If OutOfMemoryError situations are occurring that cannot be accounted for or explained based on the settings of operator properties in a graph, it is possible to collect a heap dump automatically using the –XX:+HeapDumpOnOutOfMemoryError option to the JVM.
Thread and Wait Monitoring
A dataflow graph can only be as fast as its slowest operator. The nature of dataflow dictates that faster nodes will have to wait for slower nodes to produce or consume data. By looking at thread-level activity information, it is sometimes possible to identify these bottlenecks in processing. Ideally, all threads would be equally busy for any given time slice. However, if operators must wait on producers upstream or consumers downstream, some threads may be idle in a wait state for noticeable stretches of time.
jvisualvm provides a visualization of per-thread activity over time on the Threads tab for a selected JVM. The relative activity (or inactivity) of threads can be compared in this view. Seeing activity in this way can sometimes make bottlenecks stand out.
Code Profiling
As previously mentioned, DataFlow applications are Java applications. They can be profiled the same as any other Java program. Profiling can reveal where, at the code level, the application spends most of its time. Some tools can also provide additional CPU-level statistics, such as cache misses and branch prediction failures, although this level of detail is not generally required.
The information provided by profiling can be used to discover opportunities to improve the implementation of operators.
Some things to keep in mind when profiling code:
Profiling can show a skew, particularly in small, frequently called functions as profiling overhead rivals the actual cost of the call. Many of the common low-level methods in the DataFlow library—for example stepNext() on RecordInput—will be called very often during the execution of a graph.
Profiling can have a large impact on the performance of an application. Profiling something that already takes a long time can end up making it run even longer. Reducing the size of the profiled problem will yield better results (the same technique as suggested in debugging, Executing Locally).
Profiling can generate a lot of fine-grain details that are difficult to map back to the dataflow graph. As a consequence, code profilers are best used to analyze the performance of a single operator, not the entire graph.
A number of tools are available for profiling Java programs.

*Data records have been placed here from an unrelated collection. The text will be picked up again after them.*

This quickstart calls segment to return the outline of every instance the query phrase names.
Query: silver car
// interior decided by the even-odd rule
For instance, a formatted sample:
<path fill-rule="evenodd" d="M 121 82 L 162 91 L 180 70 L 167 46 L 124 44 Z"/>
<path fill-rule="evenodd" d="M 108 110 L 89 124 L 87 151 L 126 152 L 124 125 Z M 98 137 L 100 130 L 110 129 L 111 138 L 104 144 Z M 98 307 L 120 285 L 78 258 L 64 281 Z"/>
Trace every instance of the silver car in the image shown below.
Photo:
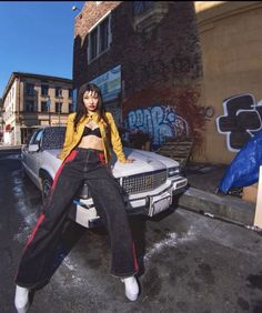
<path fill-rule="evenodd" d="M 42 191 L 43 202 L 49 196 L 56 172 L 61 165 L 58 155 L 64 133 L 64 127 L 38 129 L 29 143 L 22 147 L 22 165 Z M 188 180 L 181 174 L 177 161 L 154 152 L 130 148 L 124 148 L 124 153 L 135 161 L 121 164 L 113 154 L 109 166 L 123 190 L 128 214 L 159 214 L 170 208 L 175 194 L 187 189 Z M 92 228 L 100 221 L 84 182 L 72 201 L 70 215 L 85 228 Z"/>

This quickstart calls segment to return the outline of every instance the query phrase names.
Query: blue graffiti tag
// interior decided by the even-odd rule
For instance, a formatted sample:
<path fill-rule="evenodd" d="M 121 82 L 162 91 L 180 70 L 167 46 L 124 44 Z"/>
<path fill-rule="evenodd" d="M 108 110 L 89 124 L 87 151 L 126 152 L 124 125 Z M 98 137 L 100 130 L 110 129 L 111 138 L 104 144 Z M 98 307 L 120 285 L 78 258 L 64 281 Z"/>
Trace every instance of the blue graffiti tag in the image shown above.
<path fill-rule="evenodd" d="M 170 105 L 155 105 L 129 111 L 124 122 L 130 132 L 148 133 L 151 144 L 161 145 L 167 137 L 188 134 L 188 123 Z"/>

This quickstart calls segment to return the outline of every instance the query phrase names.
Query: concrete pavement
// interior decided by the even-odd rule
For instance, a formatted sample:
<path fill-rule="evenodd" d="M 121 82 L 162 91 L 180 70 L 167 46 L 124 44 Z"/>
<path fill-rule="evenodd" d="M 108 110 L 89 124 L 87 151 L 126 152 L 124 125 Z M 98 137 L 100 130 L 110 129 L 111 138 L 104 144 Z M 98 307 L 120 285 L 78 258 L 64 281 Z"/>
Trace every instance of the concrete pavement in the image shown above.
<path fill-rule="evenodd" d="M 4 153 L 19 153 L 21 145 L 0 145 Z M 184 173 L 189 179 L 188 191 L 179 198 L 179 206 L 204 213 L 236 224 L 252 226 L 255 204 L 240 198 L 215 194 L 226 165 L 189 163 Z"/>
<path fill-rule="evenodd" d="M 210 216 L 252 226 L 255 204 L 238 196 L 215 194 L 226 165 L 189 164 L 184 169 L 189 190 L 180 196 L 179 205 Z"/>

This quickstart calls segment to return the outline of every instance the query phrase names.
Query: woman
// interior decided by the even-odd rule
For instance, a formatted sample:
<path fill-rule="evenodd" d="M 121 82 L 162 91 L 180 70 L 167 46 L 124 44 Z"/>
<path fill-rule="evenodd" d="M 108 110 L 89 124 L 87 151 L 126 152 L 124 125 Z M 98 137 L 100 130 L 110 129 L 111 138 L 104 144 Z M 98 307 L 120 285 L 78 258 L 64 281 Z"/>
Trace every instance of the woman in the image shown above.
<path fill-rule="evenodd" d="M 83 180 L 108 228 L 112 251 L 111 273 L 124 282 L 127 297 L 137 300 L 139 286 L 134 274 L 138 263 L 131 231 L 120 186 L 107 168 L 110 143 L 121 163 L 134 161 L 124 156 L 112 114 L 103 109 L 100 89 L 85 83 L 79 90 L 77 112 L 68 118 L 66 140 L 59 155 L 63 163 L 20 262 L 14 299 L 18 312 L 27 312 L 29 291 L 48 280 L 48 261 L 62 232 L 69 204 Z"/>

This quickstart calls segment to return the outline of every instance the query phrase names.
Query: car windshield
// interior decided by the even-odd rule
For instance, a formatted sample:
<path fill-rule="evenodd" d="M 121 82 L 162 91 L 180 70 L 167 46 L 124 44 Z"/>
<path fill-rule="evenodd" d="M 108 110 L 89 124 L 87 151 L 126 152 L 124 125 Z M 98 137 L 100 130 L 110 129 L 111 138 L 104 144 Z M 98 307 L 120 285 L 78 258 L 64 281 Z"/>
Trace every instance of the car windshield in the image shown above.
<path fill-rule="evenodd" d="M 42 137 L 42 150 L 62 149 L 66 127 L 46 128 Z"/>

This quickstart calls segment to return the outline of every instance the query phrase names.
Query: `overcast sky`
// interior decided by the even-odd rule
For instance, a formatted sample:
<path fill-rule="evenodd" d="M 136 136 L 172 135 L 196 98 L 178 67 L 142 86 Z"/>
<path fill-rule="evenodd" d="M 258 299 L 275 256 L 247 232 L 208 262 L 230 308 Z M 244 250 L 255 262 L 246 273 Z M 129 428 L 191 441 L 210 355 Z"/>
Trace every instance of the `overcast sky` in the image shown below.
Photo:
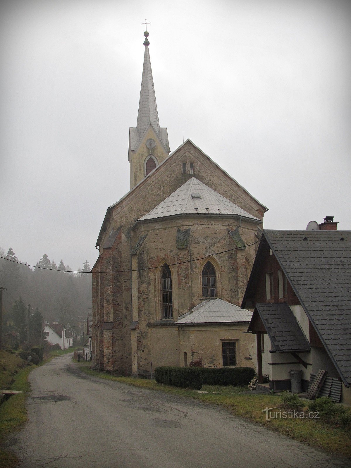
<path fill-rule="evenodd" d="M 73 270 L 129 190 L 146 17 L 160 123 L 270 211 L 351 229 L 351 2 L 2 0 L 0 247 Z"/>

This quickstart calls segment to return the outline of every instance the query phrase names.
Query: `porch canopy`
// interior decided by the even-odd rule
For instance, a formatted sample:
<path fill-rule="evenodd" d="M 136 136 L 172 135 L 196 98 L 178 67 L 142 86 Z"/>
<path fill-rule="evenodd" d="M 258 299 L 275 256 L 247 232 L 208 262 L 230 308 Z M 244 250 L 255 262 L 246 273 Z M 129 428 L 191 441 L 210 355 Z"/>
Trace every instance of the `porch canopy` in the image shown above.
<path fill-rule="evenodd" d="M 272 351 L 278 352 L 303 352 L 311 347 L 299 322 L 287 304 L 256 304 L 248 332 L 267 333 Z"/>

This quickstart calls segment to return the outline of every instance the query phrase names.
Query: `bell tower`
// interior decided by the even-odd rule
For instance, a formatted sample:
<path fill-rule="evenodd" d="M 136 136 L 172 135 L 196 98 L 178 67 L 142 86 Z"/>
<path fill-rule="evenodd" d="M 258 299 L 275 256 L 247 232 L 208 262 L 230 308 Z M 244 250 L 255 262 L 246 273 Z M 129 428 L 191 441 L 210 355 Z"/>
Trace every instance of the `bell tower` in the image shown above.
<path fill-rule="evenodd" d="M 130 164 L 131 189 L 165 159 L 169 154 L 167 129 L 160 126 L 155 88 L 150 60 L 147 39 L 144 33 L 143 74 L 137 126 L 129 128 L 128 161 Z"/>

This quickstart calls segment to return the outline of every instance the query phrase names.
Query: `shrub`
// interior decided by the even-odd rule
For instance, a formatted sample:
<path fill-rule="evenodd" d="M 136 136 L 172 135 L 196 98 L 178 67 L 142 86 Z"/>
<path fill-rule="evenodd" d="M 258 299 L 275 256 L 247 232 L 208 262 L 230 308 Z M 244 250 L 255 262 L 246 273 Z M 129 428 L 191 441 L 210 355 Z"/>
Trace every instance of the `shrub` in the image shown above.
<path fill-rule="evenodd" d="M 270 376 L 268 374 L 263 374 L 263 383 L 269 383 Z"/>
<path fill-rule="evenodd" d="M 39 358 L 39 361 L 42 361 L 44 356 L 44 346 L 33 346 L 30 350 L 32 352 L 37 354 Z"/>
<path fill-rule="evenodd" d="M 302 410 L 302 402 L 296 393 L 291 393 L 285 390 L 282 392 L 280 396 L 282 399 L 281 406 L 284 410 L 291 410 L 292 411 Z"/>
<path fill-rule="evenodd" d="M 30 351 L 21 351 L 20 357 L 21 359 L 24 359 L 25 361 L 28 360 L 28 356 L 30 356 L 30 362 L 32 362 L 33 364 L 38 364 L 39 363 L 39 358 L 37 354 L 35 354 L 34 352 L 31 352 Z"/>
<path fill-rule="evenodd" d="M 253 367 L 203 367 L 201 372 L 207 385 L 247 385 L 256 375 Z"/>
<path fill-rule="evenodd" d="M 202 358 L 200 356 L 198 359 L 192 360 L 189 363 L 190 367 L 203 367 L 204 365 L 202 363 Z"/>
<path fill-rule="evenodd" d="M 308 404 L 308 409 L 314 413 L 319 413 L 321 421 L 329 424 L 341 422 L 347 424 L 347 413 L 342 405 L 337 405 L 329 396 L 316 398 Z M 341 420 L 341 421 L 340 421 Z"/>
<path fill-rule="evenodd" d="M 155 380 L 158 383 L 165 383 L 183 388 L 200 390 L 202 378 L 200 368 L 162 366 L 155 369 Z"/>
<path fill-rule="evenodd" d="M 256 389 L 256 384 L 258 381 L 258 379 L 257 376 L 255 375 L 252 380 L 250 380 L 249 383 L 249 388 L 251 390 L 254 390 Z"/>

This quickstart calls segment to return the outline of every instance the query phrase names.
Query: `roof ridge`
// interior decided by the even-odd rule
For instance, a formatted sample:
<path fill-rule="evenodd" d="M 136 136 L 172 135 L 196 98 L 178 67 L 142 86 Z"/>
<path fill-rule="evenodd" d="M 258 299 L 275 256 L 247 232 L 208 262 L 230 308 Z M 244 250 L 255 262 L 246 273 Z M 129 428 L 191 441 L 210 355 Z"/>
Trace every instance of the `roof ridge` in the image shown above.
<path fill-rule="evenodd" d="M 192 184 L 193 184 L 192 181 L 193 181 L 193 180 L 194 178 L 196 178 L 196 177 L 192 177 L 190 179 L 189 179 L 189 180 L 188 181 L 188 182 L 189 182 L 189 188 L 188 189 L 188 191 L 187 192 L 186 197 L 185 197 L 185 200 L 184 201 L 184 203 L 183 204 L 183 208 L 182 209 L 182 210 L 181 210 L 182 212 L 184 212 L 184 210 L 185 209 L 185 207 L 188 204 L 188 200 L 189 197 L 189 194 L 190 194 L 190 191 L 191 190 L 191 187 L 192 187 Z M 181 187 L 182 187 L 182 186 L 183 187 L 184 185 L 186 185 L 187 183 L 188 183 L 187 182 L 186 182 L 185 184 L 183 184 L 183 186 L 181 185 Z M 179 187 L 179 188 L 180 188 L 180 187 Z M 177 190 L 178 190 L 178 189 L 177 189 Z M 173 192 L 173 193 L 174 193 L 174 192 Z"/>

Two simple ways of profiling are available with most Java installations:
The -agentlib:hprof option to the JVM can be used to enable profiling by sampling (cpu=sample) or by byte code instrumentation (cpu=times). On exit, the JVM will generate a report with the profiling results. Refer to Java documentation for options and more information about using this flag.
jvisualvm supports profiling of the selected JVM. The Sampler and Profiler tabs present options for performing profiling by sampling or byte code instrumentation respectively. This profiling can be started and stopped at any time within the tool.